Novartis on April 22, 2014, announced a succession of deals in a sweeping restructuring. It agreed to buy GlaxoSmithKline’s (GSK) oncology products unit for US$14.5 billion, plus another US$1.5 billion subject to certain milestones. In turn, it divested its vaccines business to GSK for US$7.1 billion, plus royalties. The two companies also announced the creation of a new consumer healthcare business through a joint venture, in effect combining Novartis’ OTC drug business with GSK’s consumer business, with nearly US$10 billion in annual sales. In a separate deal, it hived off its animal health business to Eli Lilly for US$5.4 billion.
The deals – given their scale and impact – principally reshape Novartis, which has been evaluating its businesses since last year. The move reflects a strategic imperative to focus on higher margin products, such as cancer drugs, and let go of low margin ones, which rely on scale and volume. This signals a momentous shift for the firm, which under its previous chief executive transformed into an expansive healthcare behemoth, fueled primarily by M&As. The deals have substantial implications for GSK as well, reorienting its business across respiratory, HIV, vaccines, and consumer health products – together accounting for nearly roughly 70 percent of its sales. It also consolidates its position as the leading global vaccine player.

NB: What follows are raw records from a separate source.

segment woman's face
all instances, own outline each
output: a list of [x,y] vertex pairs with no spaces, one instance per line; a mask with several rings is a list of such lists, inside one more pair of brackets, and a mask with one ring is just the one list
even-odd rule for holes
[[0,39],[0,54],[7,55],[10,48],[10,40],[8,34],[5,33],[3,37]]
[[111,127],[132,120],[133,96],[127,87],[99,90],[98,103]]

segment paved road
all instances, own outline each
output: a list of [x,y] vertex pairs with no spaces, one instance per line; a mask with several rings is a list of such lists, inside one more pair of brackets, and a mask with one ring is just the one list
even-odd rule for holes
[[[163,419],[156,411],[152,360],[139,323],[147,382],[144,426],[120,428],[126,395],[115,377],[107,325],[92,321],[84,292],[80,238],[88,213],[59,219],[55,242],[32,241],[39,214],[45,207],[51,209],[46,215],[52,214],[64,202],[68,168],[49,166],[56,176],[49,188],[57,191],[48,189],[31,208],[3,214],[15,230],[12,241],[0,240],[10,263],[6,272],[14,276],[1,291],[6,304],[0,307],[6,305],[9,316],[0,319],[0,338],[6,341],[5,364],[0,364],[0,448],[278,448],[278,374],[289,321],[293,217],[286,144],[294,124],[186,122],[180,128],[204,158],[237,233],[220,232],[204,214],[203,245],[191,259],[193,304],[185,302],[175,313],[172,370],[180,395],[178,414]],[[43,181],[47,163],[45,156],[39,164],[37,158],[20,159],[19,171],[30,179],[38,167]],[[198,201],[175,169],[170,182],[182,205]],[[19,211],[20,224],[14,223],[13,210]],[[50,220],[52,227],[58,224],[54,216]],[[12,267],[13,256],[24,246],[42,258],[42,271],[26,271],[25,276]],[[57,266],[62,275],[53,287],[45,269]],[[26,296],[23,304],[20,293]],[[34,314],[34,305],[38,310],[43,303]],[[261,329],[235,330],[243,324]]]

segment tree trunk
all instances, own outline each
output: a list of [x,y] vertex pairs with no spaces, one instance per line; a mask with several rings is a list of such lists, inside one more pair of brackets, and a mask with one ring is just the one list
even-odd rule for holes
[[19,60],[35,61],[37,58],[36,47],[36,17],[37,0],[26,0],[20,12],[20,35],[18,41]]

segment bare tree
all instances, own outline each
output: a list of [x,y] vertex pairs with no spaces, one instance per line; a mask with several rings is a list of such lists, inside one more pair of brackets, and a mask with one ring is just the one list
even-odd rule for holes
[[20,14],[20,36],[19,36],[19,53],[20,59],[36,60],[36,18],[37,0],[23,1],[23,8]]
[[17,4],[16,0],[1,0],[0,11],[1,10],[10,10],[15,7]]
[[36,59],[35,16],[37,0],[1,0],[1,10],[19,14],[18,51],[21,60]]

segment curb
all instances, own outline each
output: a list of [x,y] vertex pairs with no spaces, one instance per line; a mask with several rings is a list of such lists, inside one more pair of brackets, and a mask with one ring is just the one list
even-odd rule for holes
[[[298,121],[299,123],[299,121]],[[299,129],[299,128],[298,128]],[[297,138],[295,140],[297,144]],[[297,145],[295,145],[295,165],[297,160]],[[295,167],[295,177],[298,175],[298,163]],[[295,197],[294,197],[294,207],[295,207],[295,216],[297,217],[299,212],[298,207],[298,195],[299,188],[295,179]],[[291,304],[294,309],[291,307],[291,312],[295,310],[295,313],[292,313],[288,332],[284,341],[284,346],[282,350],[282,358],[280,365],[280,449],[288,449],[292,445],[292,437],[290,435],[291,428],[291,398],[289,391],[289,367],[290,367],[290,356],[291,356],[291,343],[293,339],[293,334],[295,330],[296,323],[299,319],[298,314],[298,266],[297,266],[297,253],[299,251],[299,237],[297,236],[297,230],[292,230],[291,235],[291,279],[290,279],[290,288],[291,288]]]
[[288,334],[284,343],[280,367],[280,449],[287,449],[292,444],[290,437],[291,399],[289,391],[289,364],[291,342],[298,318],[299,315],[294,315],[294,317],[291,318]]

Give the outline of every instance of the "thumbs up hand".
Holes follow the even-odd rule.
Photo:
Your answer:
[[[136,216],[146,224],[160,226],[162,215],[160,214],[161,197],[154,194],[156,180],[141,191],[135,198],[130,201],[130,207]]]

These changes reflect an important inflection point for the pharmaceutical industry. The industry is coming to terms with multi-faceted challenges arising out of patent cliff implications, middling R&D productivity, and rising consolidation, leading to a rethink of business models.
Life sciences M&A bandwagon
Bigger is not always better
Consolidation has been a standard practice adopted by Big Pharma to tide over industry challenges, maintain growth momentum, diversify into emerging geographical and product markets, beef up R&D efforts, and boost sagging drug pipelines.
However, with middling R&D productivity, patent cliff losses, and expansion into newer product/service lines, pharma companies are reconsidering the conventional paradigm to factor in these multi-pronged challenges. Incessant consolidation has had a detrimental impact on many companies with decreasing post-merger productivity, culture mismatch, integration challenges, and declining agility.
That has resulted in firms such as Novartis refocusing their priorities to focus on core competencies instead of having its fingers in too many pies. These restructuring efforts call for a carefully thought-out technology strategy that encompasses organization-specific challenges and hurdles. The roadmap for pharmaceutical firms must be evaluated on a profitability-productivity matrix to test for efficacy. The imperatives brought by wholesale value chain digitization in the pharmaceutical industry entail a re-examination of the organizational structure and resource allocation/rationalization required for driving top line and bottom line growth. Technology will serve as a key enabler to free up resources and ensure optimal utilization levels.
The profitability-productivity matrix of pharmaceutical firms
Big Pharma will continue to take the acquisitions route as new drug development becomes more expensive and exhibits declining productivity. But companies need to take a more balanced and individualized approach as they assess their unique value proposition and go-to-market strategies in order to thrive in the new world order.